Example properties (conceptual):
{
  "$insert_id": "abc-123",
  "time": 1704067200000,
  "distinct_id": "user_456",
  "$user_id": "user_456",
  "$device_id": "device_789",
  "utm_source": "google",
  "utm_campaign": "winter_sale",
  "revenue": 99.99
}
In the stream, id will be "abc-123", event will be the event name, time will be 1704067200000, and the full object above will appear in properties as a string.

Data Model

The connector has a single stream. Events are identified by id and ordered by time.

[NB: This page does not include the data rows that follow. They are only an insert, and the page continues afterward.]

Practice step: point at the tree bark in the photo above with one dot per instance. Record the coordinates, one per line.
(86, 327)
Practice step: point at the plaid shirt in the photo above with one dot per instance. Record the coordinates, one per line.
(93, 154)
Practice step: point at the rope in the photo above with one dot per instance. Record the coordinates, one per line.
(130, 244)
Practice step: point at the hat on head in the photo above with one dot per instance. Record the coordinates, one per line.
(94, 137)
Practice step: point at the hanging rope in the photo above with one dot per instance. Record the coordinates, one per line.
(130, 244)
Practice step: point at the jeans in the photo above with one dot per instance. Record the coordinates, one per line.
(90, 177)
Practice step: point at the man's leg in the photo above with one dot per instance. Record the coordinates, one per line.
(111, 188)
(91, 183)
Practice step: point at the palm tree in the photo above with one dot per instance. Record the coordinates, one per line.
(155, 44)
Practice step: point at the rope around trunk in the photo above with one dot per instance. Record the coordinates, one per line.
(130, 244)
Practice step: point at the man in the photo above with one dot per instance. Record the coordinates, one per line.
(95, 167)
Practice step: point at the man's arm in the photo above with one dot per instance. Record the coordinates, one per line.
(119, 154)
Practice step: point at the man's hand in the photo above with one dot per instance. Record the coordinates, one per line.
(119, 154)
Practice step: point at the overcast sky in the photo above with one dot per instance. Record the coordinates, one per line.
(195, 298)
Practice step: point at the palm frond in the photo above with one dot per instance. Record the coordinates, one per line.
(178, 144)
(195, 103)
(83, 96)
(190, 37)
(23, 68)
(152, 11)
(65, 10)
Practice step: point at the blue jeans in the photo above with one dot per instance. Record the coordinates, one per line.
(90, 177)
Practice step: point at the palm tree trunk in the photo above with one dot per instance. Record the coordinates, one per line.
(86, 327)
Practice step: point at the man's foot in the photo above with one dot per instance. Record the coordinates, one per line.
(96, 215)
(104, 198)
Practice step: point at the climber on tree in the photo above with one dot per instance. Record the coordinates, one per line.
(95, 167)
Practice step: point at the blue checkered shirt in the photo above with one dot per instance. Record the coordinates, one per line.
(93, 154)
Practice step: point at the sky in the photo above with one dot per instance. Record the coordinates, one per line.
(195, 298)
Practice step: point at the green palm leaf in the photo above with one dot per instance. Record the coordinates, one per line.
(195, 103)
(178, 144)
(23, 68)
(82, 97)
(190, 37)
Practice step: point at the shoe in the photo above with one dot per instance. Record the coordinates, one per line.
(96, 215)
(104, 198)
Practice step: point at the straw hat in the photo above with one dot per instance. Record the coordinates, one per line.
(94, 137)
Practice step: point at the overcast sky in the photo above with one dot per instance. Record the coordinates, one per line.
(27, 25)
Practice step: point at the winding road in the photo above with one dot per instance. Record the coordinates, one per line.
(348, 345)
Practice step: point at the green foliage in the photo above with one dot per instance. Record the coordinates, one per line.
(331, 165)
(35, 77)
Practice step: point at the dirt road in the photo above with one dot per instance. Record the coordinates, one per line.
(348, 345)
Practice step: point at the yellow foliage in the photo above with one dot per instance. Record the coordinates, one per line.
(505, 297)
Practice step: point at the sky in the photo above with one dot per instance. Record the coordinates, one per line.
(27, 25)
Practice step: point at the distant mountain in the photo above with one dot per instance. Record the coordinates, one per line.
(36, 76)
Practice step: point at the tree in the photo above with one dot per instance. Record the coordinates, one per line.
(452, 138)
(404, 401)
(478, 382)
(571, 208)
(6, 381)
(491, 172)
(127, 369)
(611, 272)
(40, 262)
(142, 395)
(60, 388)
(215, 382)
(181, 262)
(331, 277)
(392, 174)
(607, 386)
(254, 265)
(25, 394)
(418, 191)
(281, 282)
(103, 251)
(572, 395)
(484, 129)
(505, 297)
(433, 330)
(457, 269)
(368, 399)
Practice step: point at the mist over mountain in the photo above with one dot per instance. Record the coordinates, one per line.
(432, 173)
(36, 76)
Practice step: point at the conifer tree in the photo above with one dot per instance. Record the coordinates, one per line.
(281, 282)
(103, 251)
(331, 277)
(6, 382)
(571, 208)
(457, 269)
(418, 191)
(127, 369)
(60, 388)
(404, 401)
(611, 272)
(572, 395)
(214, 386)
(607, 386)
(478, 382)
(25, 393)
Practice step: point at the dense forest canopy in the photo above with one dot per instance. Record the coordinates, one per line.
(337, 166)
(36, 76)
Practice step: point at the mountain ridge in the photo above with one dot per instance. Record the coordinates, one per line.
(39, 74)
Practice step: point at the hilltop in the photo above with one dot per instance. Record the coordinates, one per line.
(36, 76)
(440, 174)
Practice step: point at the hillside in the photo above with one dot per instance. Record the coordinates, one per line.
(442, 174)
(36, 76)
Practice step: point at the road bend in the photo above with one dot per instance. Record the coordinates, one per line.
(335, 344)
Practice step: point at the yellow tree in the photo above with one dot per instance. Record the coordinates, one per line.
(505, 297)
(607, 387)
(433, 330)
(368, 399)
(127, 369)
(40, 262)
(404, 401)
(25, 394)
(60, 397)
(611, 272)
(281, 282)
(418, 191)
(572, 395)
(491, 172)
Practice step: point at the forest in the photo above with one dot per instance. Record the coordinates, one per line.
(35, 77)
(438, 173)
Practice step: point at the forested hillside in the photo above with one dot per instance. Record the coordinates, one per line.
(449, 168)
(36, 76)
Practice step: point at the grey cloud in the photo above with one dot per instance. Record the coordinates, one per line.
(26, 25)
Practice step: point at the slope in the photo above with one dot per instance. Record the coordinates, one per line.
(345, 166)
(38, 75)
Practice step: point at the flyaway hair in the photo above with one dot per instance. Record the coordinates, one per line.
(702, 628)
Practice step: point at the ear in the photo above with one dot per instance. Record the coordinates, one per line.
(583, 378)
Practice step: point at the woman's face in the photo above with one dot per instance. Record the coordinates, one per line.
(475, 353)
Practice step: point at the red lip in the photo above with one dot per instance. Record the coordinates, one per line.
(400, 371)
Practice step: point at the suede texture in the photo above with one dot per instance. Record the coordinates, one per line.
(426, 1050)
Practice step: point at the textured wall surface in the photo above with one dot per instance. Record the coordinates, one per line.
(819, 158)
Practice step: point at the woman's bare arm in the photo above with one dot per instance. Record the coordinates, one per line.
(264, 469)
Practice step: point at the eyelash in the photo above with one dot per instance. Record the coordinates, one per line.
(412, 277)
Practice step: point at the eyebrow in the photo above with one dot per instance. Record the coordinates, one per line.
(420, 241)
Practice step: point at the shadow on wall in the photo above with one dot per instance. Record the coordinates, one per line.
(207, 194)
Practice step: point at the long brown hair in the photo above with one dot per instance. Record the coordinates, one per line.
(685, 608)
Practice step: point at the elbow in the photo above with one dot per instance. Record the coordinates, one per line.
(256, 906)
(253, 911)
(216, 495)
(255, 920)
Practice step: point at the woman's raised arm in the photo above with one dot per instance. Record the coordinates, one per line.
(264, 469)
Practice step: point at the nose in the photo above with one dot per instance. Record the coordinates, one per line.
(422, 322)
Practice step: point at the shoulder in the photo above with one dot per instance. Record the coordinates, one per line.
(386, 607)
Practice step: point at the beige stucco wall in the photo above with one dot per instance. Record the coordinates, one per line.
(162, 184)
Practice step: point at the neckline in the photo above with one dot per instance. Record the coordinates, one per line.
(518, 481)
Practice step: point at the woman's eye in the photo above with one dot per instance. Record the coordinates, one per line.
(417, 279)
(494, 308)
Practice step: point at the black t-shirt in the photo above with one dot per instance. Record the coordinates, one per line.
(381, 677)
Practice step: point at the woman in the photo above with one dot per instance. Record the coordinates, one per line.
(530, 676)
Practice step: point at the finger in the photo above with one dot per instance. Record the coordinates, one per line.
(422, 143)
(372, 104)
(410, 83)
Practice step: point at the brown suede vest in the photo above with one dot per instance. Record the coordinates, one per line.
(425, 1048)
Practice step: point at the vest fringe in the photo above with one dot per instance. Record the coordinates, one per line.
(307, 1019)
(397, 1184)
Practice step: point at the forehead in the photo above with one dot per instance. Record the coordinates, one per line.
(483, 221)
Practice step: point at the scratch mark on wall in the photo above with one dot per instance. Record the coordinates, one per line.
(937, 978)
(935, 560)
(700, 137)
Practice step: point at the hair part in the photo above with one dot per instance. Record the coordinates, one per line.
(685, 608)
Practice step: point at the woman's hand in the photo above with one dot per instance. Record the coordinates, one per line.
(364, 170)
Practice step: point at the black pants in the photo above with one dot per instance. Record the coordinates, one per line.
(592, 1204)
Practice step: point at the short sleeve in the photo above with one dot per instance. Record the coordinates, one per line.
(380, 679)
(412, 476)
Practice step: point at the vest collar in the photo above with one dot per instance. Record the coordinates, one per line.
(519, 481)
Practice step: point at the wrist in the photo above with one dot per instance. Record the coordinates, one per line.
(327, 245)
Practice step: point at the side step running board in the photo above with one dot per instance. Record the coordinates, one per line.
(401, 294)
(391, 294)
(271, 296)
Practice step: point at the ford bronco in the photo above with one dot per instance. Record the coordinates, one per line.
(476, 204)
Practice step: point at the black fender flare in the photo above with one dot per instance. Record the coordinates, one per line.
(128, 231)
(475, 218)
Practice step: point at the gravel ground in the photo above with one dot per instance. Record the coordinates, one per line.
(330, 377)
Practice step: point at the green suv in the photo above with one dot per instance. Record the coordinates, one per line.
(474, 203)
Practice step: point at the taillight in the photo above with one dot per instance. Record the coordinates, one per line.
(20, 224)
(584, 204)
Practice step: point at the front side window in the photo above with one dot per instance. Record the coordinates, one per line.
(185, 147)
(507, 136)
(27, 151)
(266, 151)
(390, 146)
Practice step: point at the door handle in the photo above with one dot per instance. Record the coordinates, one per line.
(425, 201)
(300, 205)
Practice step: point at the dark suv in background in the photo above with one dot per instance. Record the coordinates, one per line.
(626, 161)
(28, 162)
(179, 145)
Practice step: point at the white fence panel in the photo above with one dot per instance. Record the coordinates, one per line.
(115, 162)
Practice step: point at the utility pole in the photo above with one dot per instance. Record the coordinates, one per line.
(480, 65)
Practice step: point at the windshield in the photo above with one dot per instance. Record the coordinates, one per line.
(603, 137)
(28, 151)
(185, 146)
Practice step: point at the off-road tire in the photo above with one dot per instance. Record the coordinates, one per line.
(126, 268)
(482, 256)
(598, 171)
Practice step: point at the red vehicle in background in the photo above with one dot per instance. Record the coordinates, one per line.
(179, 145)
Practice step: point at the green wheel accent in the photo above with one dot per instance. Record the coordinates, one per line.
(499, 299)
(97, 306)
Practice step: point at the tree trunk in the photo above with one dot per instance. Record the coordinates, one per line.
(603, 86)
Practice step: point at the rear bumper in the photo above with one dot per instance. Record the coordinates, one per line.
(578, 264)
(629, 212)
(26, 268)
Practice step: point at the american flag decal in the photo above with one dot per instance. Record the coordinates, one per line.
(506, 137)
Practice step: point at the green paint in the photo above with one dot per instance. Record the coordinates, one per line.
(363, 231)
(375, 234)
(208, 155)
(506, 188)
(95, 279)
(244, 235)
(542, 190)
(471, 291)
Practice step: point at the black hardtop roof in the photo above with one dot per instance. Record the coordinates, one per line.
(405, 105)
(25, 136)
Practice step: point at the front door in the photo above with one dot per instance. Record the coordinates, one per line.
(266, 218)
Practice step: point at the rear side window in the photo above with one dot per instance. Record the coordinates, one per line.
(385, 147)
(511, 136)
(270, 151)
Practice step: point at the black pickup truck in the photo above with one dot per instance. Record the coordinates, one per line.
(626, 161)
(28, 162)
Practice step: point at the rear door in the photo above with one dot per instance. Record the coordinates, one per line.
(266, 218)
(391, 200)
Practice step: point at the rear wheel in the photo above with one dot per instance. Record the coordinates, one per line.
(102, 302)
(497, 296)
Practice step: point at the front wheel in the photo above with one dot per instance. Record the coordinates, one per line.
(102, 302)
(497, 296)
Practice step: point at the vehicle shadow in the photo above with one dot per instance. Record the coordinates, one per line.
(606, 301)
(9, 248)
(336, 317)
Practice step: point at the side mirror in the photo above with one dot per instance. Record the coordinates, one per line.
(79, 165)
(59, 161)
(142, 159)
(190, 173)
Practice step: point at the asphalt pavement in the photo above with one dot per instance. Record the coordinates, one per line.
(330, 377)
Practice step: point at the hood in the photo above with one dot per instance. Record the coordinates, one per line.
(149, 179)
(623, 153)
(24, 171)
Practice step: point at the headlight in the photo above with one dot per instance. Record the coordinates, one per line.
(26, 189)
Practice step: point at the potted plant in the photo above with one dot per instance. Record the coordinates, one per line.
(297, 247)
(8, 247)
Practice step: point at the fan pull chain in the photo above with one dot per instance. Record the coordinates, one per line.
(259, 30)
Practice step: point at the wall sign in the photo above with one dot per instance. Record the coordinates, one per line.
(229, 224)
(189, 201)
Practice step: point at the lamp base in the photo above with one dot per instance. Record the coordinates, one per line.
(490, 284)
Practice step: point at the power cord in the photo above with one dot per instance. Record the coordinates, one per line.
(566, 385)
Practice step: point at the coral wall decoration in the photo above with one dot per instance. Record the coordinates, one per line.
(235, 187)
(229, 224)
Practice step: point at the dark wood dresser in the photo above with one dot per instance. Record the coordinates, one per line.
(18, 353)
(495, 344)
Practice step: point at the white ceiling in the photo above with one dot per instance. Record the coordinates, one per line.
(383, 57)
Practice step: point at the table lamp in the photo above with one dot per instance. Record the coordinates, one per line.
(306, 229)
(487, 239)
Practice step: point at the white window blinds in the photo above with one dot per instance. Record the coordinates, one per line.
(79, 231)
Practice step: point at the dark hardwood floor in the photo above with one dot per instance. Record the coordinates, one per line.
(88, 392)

Transformation example: pivoting properties to columns

The properties column stores all event attributes as a single JSON string. To analyze dimensions like user ID, UTM fields, or revenue in Explorer or downstream models, parse the JSON and expose the keys as separate columns. The example below selects common Mixpanel fields (distinct_id, $user_id, utm_source, utm_campaign, revenue) and the event timestamp; adjust the keys to match your own properties.
SELECT
   id,
   event,
   time,
   from_unixtime(time / 1000) AS event_time,
   json_extract_scalar(properties, '$.distinct_id')     AS distinct_id,
   json_extract_scalar(properties, '$.$user_id')        AS user_id,
   json_extract_scalar(properties, '$.utm_source')      AS utm_source,
   json_extract_scalar(properties, '$.utm_campaign')     AS utm_campaign,
   CAST(json_extract_scalar(properties, '$.revenue') AS DOUBLE) AS revenue
FROM
   nekt_raw.mixpanel_events
WHERE
   time >= to_unixtime(current_date - interval '30' day) * 1000
Replace nekt_raw.mixpanel_events with your actual layer and table name. Use json_extract_scalar() for string properties; for numeric properties use CAST(json_extract_scalar(properties, '$.key') AS DOUBLE). Property names with $ (e.g. $user_id) are referenced as '$.$user_id' in the JSON path.
You can run this as an ad-hoc query in Explorer or turn it into a transformation that writes to a new table so you have a flattened view of Mixpanel events for reporting and joins.

Troubleshooting

IssuePossible causeSolution
Authentication errorsWrong username or secretVerify service account (or user) and secret in Mixpanel (e.g. Project Settings > Service Accounts). Ensure the account has Data Export access.
No data / empty tableStart date in the future or no events in rangeCheck Start date and the project’s time zone. Confirm that the project has events in the requested date range in Mixpanel.
Duplicate or missing eventsState or date range issueFor incremental syncs, check that state is being saved (e.g. successful run completion). For full syncs, ensure Start date covers the desired period.
Large extractions slow or timing outVery high event volume in one projectThe connector already paginates by month. If needed, reduce the sync frequency or split the project (e.g. by data pipeline) in Mixpanel.
Need custom properties in columnsProperties are in JSON stringAdd a transformation (SQL or notebook) that parses properties and selects or flattens the fields you need.